# Alpha Pier on NAS Saturday



## Trucker (Sep 25, 2008)

Took the wife out today and fished off the pier. Caught about 20 small ones of different variety. Two were small grouper according to a fisherman out there and I have a picture of two that I don't know what they are, maybe someone can tell me. Fished for about 2hrs and a real good time.


----------



## flukedaddy (Apr 11, 2009)

top ones a rock bass bottom is a pin.

my bad black sea bass. And they are 10 inches in the gulf and delicious I released one befor I knew what it was as well.


----------



## Trucker (Sep 25, 2008)

Thanks flukedaddy. Can the rock bass be eaten if large enough and is there a size limit on them? I remember from reading the forum that pin fish are used for bait.


----------



## emon550 (Sep 4, 2012)

I know Virginia does have size limit for it to be a keeper. We snatch a bunch of them out there, but they are all always too small. At the minimum, it had to be at least 12 inches (in VA that is). Other than that, they are good eating!!


----------



## emon550 (Sep 4, 2012)

test


----------



## flukedaddy (Apr 11, 2009)

10 inches and 15 a person.. Check out fwc.com for saltwater regulations. also can be picked up from tackle shops. and yes they are delicious. so are the 10 inch mangroves if you take some freshdead shrimp.


----------



## dan111213 (Jun 29, 2011)

black sea bass, have to be 10# but they are yummy white filets unless you scale and gut then split, but yummy nevertheless.

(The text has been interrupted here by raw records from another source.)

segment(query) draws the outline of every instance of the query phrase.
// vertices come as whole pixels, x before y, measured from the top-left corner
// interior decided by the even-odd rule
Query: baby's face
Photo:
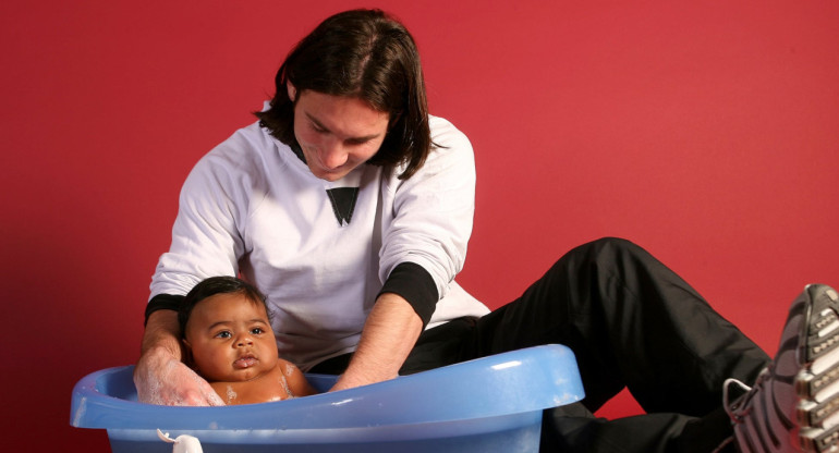
[[[184,343],[198,372],[211,382],[247,381],[277,366],[277,342],[265,307],[241,294],[199,302],[186,322]]]

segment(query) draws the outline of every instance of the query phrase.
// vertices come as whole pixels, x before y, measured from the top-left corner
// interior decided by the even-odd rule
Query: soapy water
[[[172,439],[169,437],[168,432],[163,433],[158,429],[157,437],[163,442],[174,444],[172,445],[172,453],[204,453],[204,449],[202,449],[198,439],[192,436],[182,434]]]
[[[230,404],[233,400],[236,399],[236,392],[233,390],[233,385],[228,385],[228,390],[226,392],[226,395],[228,397],[227,403]]]
[[[184,376],[184,372],[186,374]],[[192,379],[193,382],[196,384],[198,389],[202,388],[208,388],[209,385],[207,382],[198,376],[195,371],[186,367],[184,364],[178,360],[168,360],[166,365],[163,365],[163,376],[174,378],[173,380],[178,380],[178,378],[183,379]],[[142,394],[138,393],[139,401],[148,404],[156,404],[159,406],[186,406],[191,404],[186,404],[186,401],[184,400],[183,395],[181,393],[177,392],[177,389],[180,389],[184,385],[168,385],[168,389],[170,389],[166,394],[163,393],[163,390],[167,389],[167,387],[163,387],[162,380],[157,379],[149,379],[148,376],[145,377],[145,379],[141,379],[141,381],[147,383],[145,388],[148,390],[148,392],[143,392]],[[141,388],[144,388],[144,385],[136,385],[138,391]],[[210,389],[211,390],[211,389]],[[204,395],[207,399],[207,402],[210,406],[223,406],[224,402],[221,400],[221,396],[216,394],[215,391],[210,391]]]

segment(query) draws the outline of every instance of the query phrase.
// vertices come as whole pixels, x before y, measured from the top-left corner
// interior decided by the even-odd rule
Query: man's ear
[[[285,89],[289,91],[289,99],[294,102],[297,99],[297,88],[291,82],[285,82]]]

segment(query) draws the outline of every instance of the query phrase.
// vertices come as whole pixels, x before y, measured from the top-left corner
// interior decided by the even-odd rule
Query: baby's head
[[[277,366],[265,296],[233,277],[211,277],[183,301],[178,321],[195,370],[210,382],[246,381]]]

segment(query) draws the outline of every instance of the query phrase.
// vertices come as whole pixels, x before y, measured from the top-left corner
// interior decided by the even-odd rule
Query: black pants
[[[586,396],[545,412],[542,451],[709,452],[731,436],[722,382],[752,383],[769,357],[674,272],[622,240],[580,246],[521,297],[420,336],[402,374],[539,344],[570,347]],[[340,372],[327,360],[314,371]],[[647,413],[592,413],[624,387]]]

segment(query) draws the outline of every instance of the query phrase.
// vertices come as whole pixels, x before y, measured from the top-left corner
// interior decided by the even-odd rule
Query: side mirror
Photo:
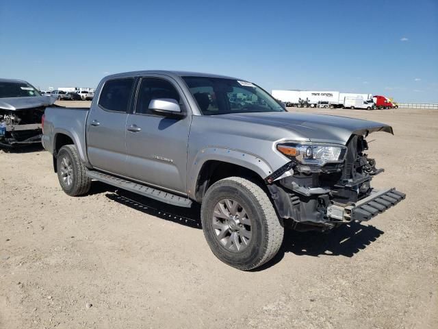
[[[172,99],[170,98],[152,99],[151,103],[149,103],[149,108],[162,115],[168,115],[170,117],[182,117],[184,115],[176,99]]]
[[[283,103],[279,99],[276,99],[276,102],[281,106],[283,109],[286,110],[286,103]]]

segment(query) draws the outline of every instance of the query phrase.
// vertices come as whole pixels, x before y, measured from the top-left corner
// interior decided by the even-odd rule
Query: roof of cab
[[[27,82],[25,80],[19,80],[18,79],[3,79],[0,77],[0,82],[16,82],[16,83],[25,83],[27,84]]]
[[[219,75],[217,74],[211,74],[211,73],[201,73],[198,72],[188,72],[183,71],[134,71],[132,72],[125,72],[122,73],[113,74],[111,75],[107,75],[105,78],[114,78],[114,77],[131,77],[131,76],[139,76],[139,75],[146,75],[148,74],[162,74],[164,75],[168,76],[177,76],[177,77],[220,77],[222,79],[233,79],[237,80],[235,77],[227,77],[226,75]]]

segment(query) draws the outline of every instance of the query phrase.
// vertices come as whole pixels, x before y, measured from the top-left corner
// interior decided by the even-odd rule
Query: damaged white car
[[[23,80],[0,79],[0,147],[41,142],[41,120],[55,98]]]

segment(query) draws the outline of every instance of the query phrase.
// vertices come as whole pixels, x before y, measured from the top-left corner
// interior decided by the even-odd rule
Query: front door
[[[169,118],[149,109],[152,99],[183,104],[177,85],[157,77],[142,79],[135,111],[127,120],[129,176],[146,184],[186,193],[187,146],[191,116]],[[183,107],[184,108],[184,107]]]

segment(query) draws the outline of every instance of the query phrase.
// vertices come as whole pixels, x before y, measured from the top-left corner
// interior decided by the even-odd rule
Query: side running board
[[[168,192],[157,190],[146,185],[142,185],[141,184],[134,183],[133,182],[112,176],[111,175],[101,173],[100,171],[89,170],[87,171],[87,176],[93,180],[96,180],[103,183],[109,184],[110,185],[113,185],[116,187],[129,191],[134,193],[140,194],[144,197],[150,197],[151,199],[155,199],[155,200],[161,201],[166,204],[185,208],[190,208],[192,206],[192,201],[186,197],[180,197],[175,194],[169,193]]]
[[[405,197],[406,194],[394,188],[374,191],[370,196],[347,206],[332,205],[327,207],[327,217],[342,222],[369,221]]]
[[[369,221],[376,215],[395,206],[405,197],[406,194],[394,188],[372,193],[369,197],[350,206],[351,220]]]

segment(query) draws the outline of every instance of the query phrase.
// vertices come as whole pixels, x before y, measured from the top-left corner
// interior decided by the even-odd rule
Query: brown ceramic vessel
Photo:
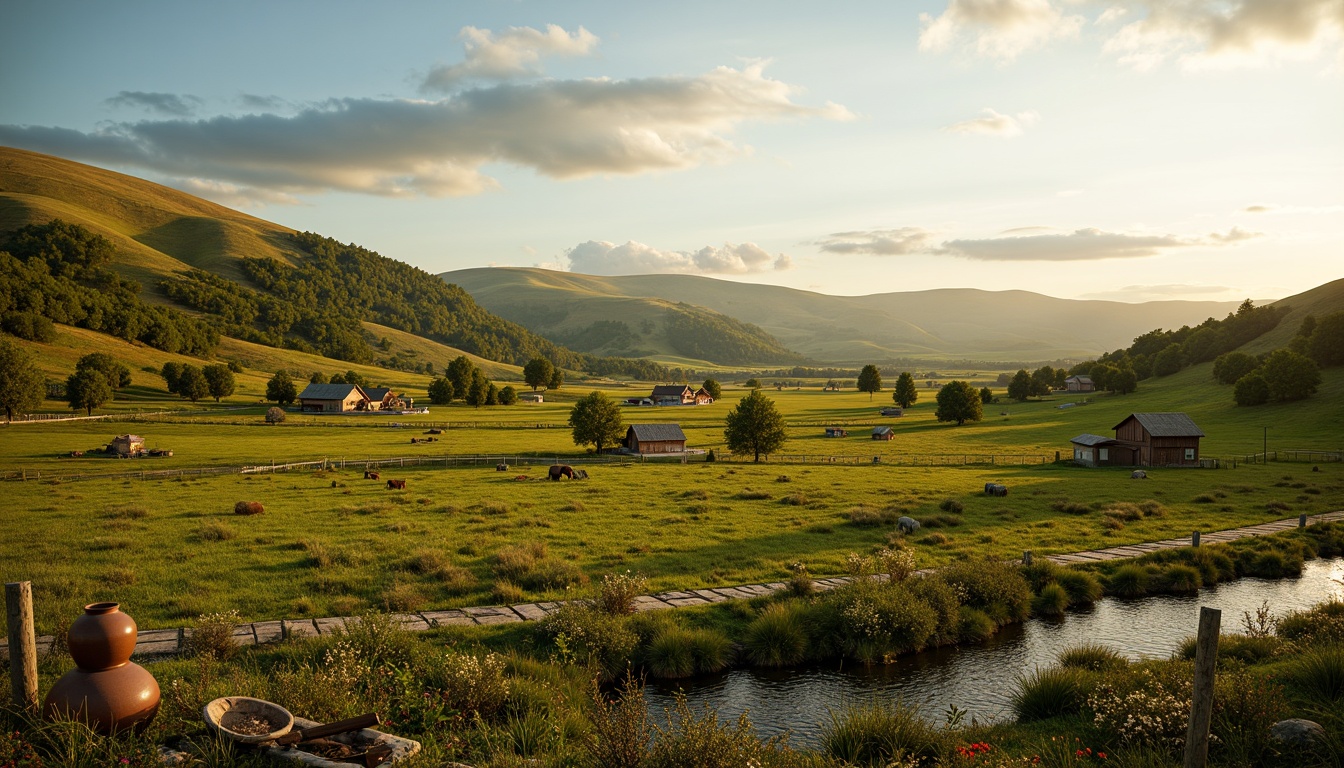
[[[51,687],[46,717],[81,720],[99,733],[149,725],[159,713],[159,682],[130,662],[136,621],[116,603],[94,603],[70,625],[69,642],[79,668]]]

I have caught a few this year on the bob sykes bridge and i used to catch a bunch down south near tampa


----------



## lil'skeet (Sep 1, 2012)

Seabass are some of the best eating. 10"min. 15 bag limit. One of my favorites.


----------



## emon550 (Sep 4, 2012)

lil'skeet said:


> Seabass are some of the best eating. 10"min. 15 bag limit. One of my favorites.


 +1:yes::yes:


----------



## navygirl1974 (May 15, 2012)

i wanted to go there Sat and take my daughter fishing but as i was setting up a pole for her i discovered my reel has broken and my other pole had to be taken in to get new line put on it so we ended up going fishing on Sunday and the pier wasn't open so we went to the seawall and all we caught were pinfish. i really wanted her to catch some good fish so she can get into the sport of fishing - does anyone know if the pier will be open next Sunday? sat are not good days for me timewise whereas on sunday i have all day to mess around and i can take my daughter


----------



## yallwatchthis (Oct 3, 2007)

i was working on the base saturday and called everyone on the peir some very nice names everytime i drove by, glad ya'll had a good one, i think i might have been a little jealous


----------